DevSecOps: Definition and Deep Dive

Extending DevOps to application security

What is DevSecOps?

DevSecOps is the practice of applying vital security fundamentals to the traditional DevOps cycle through cooperation between engineers, security teams, and other positions of leadership.

Expanding on that definition, DevSecOps is a continuation of the DevOps concept; it enforces the idea that every employee and team is responsible for security, and that decisions need to be reached efficiently and put into action without sacrificing security. Getting new code out to production faster is a goal that often drives new business—however, in today's world, that goal needs to be balanced with addressing security.

What Is DevOps?

DevOps s a set of methodologies (people, process, and tools) that enable teams to ship better code, faster. It enables cross-team collaboration that is designed to support the automation of software delivery and decrease the cost of deployment. The DevOps movement has established a culture of collaboration and an agile relationship that unites the Development, Quality Engineering, and Operations teams with a set of processes that fosters high-levels of communication and collaboration.

What are the primary goals and benefits of DevSecOps?

As a primary focus, better collaboration between development and security teams earlier in the cycle provides a slew of benefits in the long run. DevSecOps opens the door for organizations to experience an advancement in operational efficiency across various departments. This is a direct improvement that transpires from the implementation of DevSecOps and is accompanied by quicker response times from security teams, earlier detection of code vulnerabilities, and enhanced product reliability. 

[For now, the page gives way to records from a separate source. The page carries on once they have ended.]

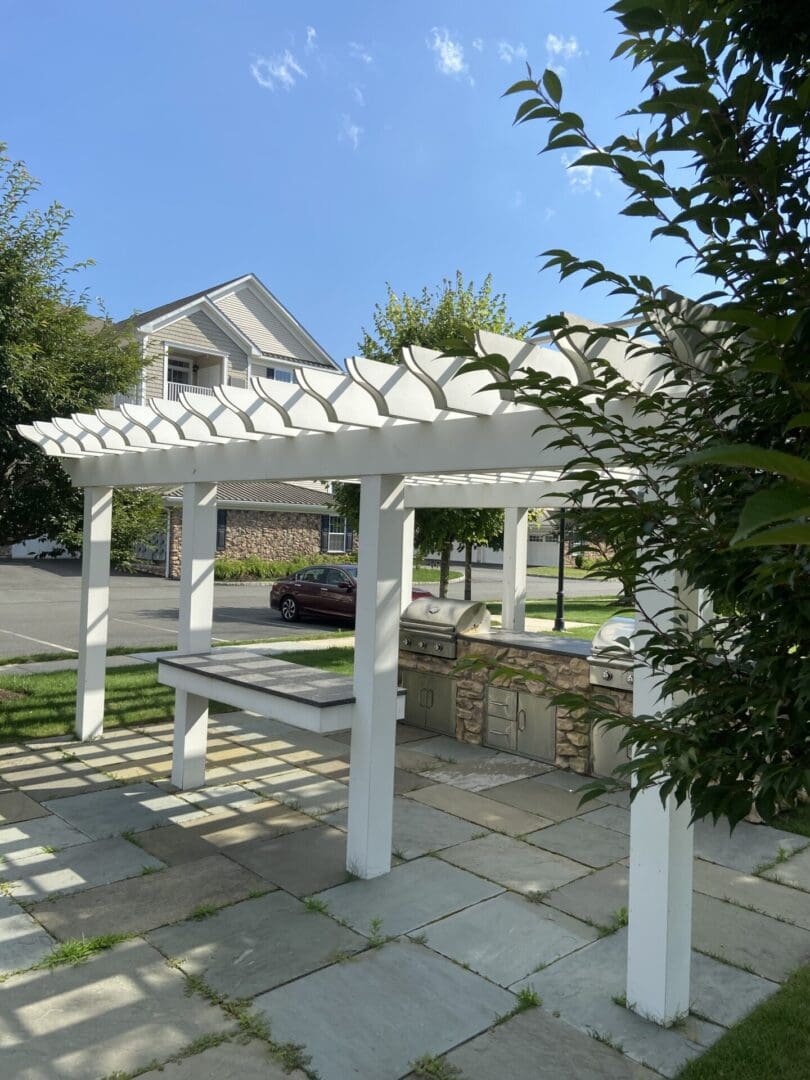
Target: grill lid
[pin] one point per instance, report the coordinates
(445, 616)
(606, 644)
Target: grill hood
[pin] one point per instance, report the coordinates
(445, 616)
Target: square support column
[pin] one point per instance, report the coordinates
(407, 557)
(376, 650)
(197, 611)
(661, 841)
(94, 612)
(515, 556)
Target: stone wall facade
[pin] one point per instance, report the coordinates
(564, 672)
(271, 535)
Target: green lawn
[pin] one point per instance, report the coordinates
(46, 703)
(770, 1043)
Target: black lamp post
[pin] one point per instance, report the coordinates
(559, 617)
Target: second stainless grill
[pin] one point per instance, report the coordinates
(431, 625)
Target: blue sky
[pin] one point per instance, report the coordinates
(327, 147)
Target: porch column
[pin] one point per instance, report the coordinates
(376, 650)
(407, 557)
(197, 609)
(515, 555)
(93, 612)
(660, 923)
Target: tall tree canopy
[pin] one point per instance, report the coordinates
(54, 360)
(451, 310)
(716, 157)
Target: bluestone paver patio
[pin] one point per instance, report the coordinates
(508, 883)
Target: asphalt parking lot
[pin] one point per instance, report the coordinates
(39, 607)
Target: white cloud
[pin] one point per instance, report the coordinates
(359, 52)
(350, 132)
(449, 54)
(509, 53)
(272, 71)
(580, 177)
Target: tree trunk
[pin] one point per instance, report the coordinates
(444, 569)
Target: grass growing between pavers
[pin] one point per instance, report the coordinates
(591, 610)
(45, 704)
(772, 1042)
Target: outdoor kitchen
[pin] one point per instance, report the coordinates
(512, 712)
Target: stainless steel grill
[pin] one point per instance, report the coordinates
(611, 655)
(431, 625)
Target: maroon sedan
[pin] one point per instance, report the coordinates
(321, 590)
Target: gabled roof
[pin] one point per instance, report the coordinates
(159, 318)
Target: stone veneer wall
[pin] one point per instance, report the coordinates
(564, 672)
(271, 535)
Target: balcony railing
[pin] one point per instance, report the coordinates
(175, 389)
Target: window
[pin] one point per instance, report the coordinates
(280, 374)
(336, 537)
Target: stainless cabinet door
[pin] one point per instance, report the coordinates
(441, 704)
(537, 727)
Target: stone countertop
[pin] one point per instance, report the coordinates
(532, 642)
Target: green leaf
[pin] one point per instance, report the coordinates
(553, 85)
(779, 503)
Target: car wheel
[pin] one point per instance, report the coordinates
(288, 609)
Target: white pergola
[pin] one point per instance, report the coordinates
(415, 434)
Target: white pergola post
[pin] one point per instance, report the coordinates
(515, 556)
(94, 612)
(660, 912)
(197, 609)
(407, 557)
(376, 650)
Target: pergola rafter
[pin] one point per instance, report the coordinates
(416, 434)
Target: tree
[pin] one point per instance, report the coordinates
(717, 159)
(55, 360)
(431, 320)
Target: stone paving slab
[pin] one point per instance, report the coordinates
(594, 899)
(580, 988)
(747, 939)
(233, 1061)
(227, 826)
(578, 839)
(480, 810)
(305, 791)
(746, 848)
(23, 941)
(301, 863)
(412, 894)
(256, 945)
(513, 864)
(174, 845)
(119, 810)
(537, 1044)
(15, 806)
(482, 775)
(540, 798)
(508, 937)
(28, 837)
(82, 866)
(145, 903)
(795, 873)
(418, 829)
(373, 1016)
(746, 890)
(116, 1013)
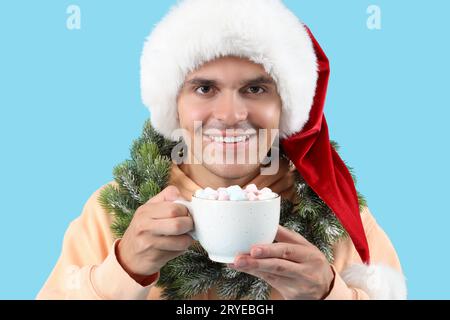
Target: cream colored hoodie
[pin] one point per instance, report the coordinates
(88, 268)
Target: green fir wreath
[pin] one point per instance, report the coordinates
(147, 173)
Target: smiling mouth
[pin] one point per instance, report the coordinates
(229, 139)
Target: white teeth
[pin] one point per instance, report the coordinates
(229, 139)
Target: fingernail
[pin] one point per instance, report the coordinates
(241, 263)
(257, 252)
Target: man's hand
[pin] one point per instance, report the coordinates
(156, 235)
(293, 266)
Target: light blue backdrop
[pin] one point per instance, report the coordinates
(70, 107)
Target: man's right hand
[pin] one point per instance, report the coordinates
(156, 235)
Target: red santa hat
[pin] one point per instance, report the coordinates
(267, 33)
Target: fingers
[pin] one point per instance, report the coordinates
(289, 236)
(286, 251)
(170, 193)
(171, 226)
(275, 266)
(163, 210)
(173, 243)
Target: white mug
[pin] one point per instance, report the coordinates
(226, 229)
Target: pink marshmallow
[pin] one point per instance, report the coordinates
(251, 188)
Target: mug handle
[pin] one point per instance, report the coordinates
(188, 205)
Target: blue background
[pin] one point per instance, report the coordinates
(70, 107)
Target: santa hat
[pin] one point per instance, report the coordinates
(267, 33)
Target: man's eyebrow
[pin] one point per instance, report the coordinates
(213, 82)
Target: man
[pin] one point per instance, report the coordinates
(217, 68)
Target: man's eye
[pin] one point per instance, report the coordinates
(255, 90)
(203, 89)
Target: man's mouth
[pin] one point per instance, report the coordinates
(229, 139)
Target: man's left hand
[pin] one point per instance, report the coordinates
(293, 266)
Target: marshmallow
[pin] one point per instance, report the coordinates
(236, 193)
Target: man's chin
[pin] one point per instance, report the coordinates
(232, 171)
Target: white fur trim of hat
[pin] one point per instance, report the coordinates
(197, 31)
(379, 281)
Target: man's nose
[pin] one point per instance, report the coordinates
(230, 109)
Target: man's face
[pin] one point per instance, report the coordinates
(224, 106)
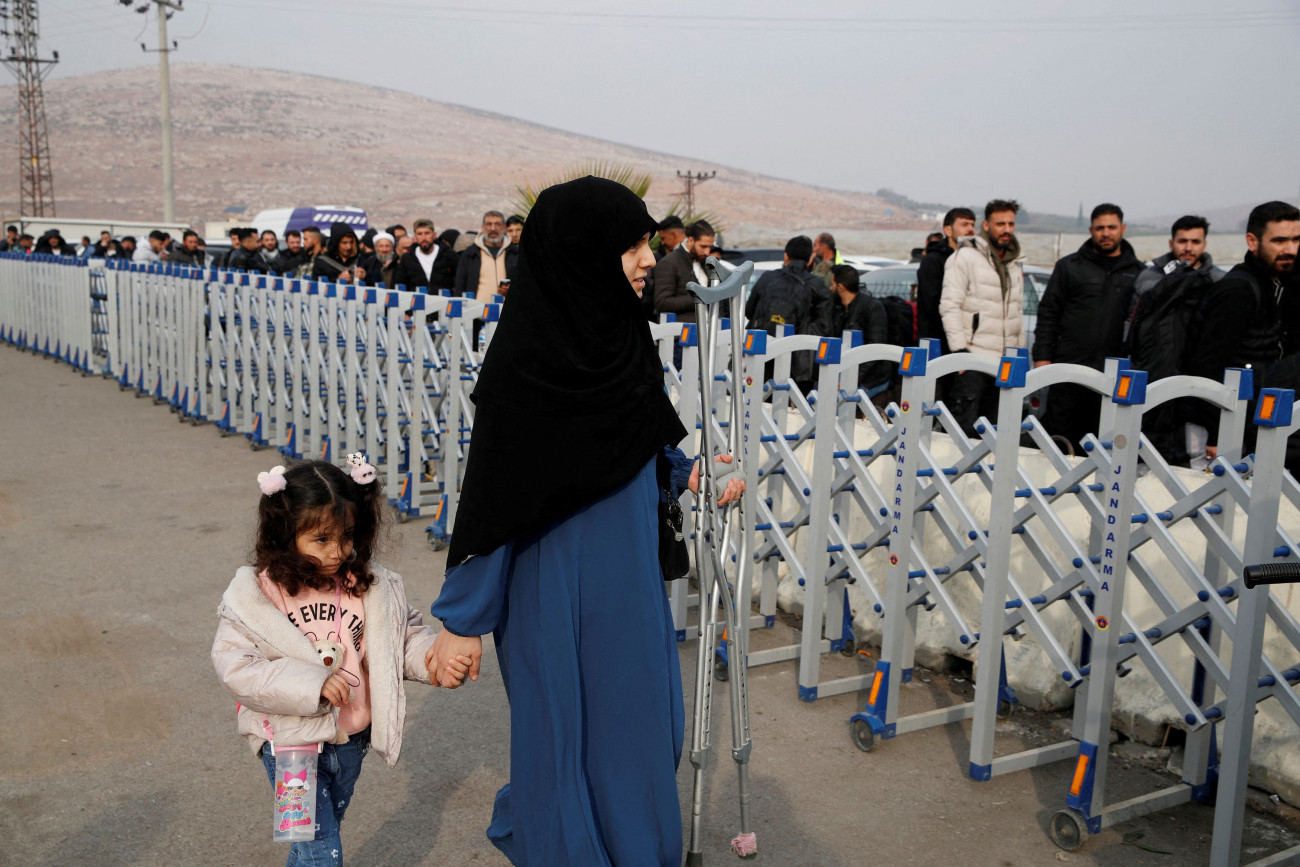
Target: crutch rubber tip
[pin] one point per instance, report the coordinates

Above all else, DevSecOps enables organizations to provide consumers with increasingly secure products at an accelerated rate. Less gridlock during the application of late-stage security practices can make a major difference in freeing up time for DevSecOps engineers to make improvements during other segments of the product development cycle. With all of these notable benefits in mind, it is easier to recognize why an increasing number of companies and organizations are selecting to utilize DevSecOps principles throughout the development process.

Why should Application Security be integrated into the DevSecOps cycle?

Web applications have become a primary target for attackers for multiple reasons: 

1. They are open for business and easily accessible: Companies rely on firewalls and network segmentation to protect critical assets. Applications (and ultimately web application vulnerabilities) are exposed to the internet in order to be used by customers. Therefore, they are easy to reach when compared to other critical infrastructure, and malicious attackers are often masked as legitimate desired traffic.

2. They hold the keys to the data kingdom: Web applications frequently communicate with databases, file shares, and other critical information.  Because they are close, if they are compromised it is easier to reach this data (which can often be some of the most valuable). Credit card data, personally identifiable information (PII), Social Security numbers, and proprietary information can be just a few steps away from the application.

3. Penetrating applications is relatively easy: There are tools available to attackers that allow them to point and shoot at a web application to discover exploitable vulnerabilities.

Web application security testing is critical, especially since most application vulnerabilities are found in the source code. Dynamic Application Security Testing (DAST) is a primary method for scanning web applications in their running state to find vulnerabilities that are usually security defects that require remediation in the source code. These DAST scans help developers identify real exploitable risks and improve security.

In a true DevSecOps mindset, it’s important to understand that it’s possible to implement web application scans early in the software development lifecycle (SDLC) without taking additional time for developers or testers. When dynamic application security testing first became popular, security experts typically conducted the tests at the end of the software development lifecycle. That only served to frustrate developers, increase costs, and delay timelines. In DevSecOps, that stage occurs at the start instead of the end of the development lifecycle.

Adopting a DevSecOps mindset

Much like DevOps, partnerships and collaboration is what DevSecOps is all about. It’s critical that security and development teams get together to understand the risks that the other team faces. Effective methods of integrating security testing into the SDLC include:

  • Using continuous integration solutions to ensure security testing is conducted easily and automatically before an application goes into production.
  • Implementing issue tracking to ensure an application security solution automatically sends defects to an issue tracking solution used by the development and QA teams.
  • Leveraging automation and testing to make security tests even more effective.

There are many benefits of embedding application security earlier into the SDLC. If you treat security vulnerabilities like any other software defect, you save money and time by finding them earlier when developers and testers are working on the release.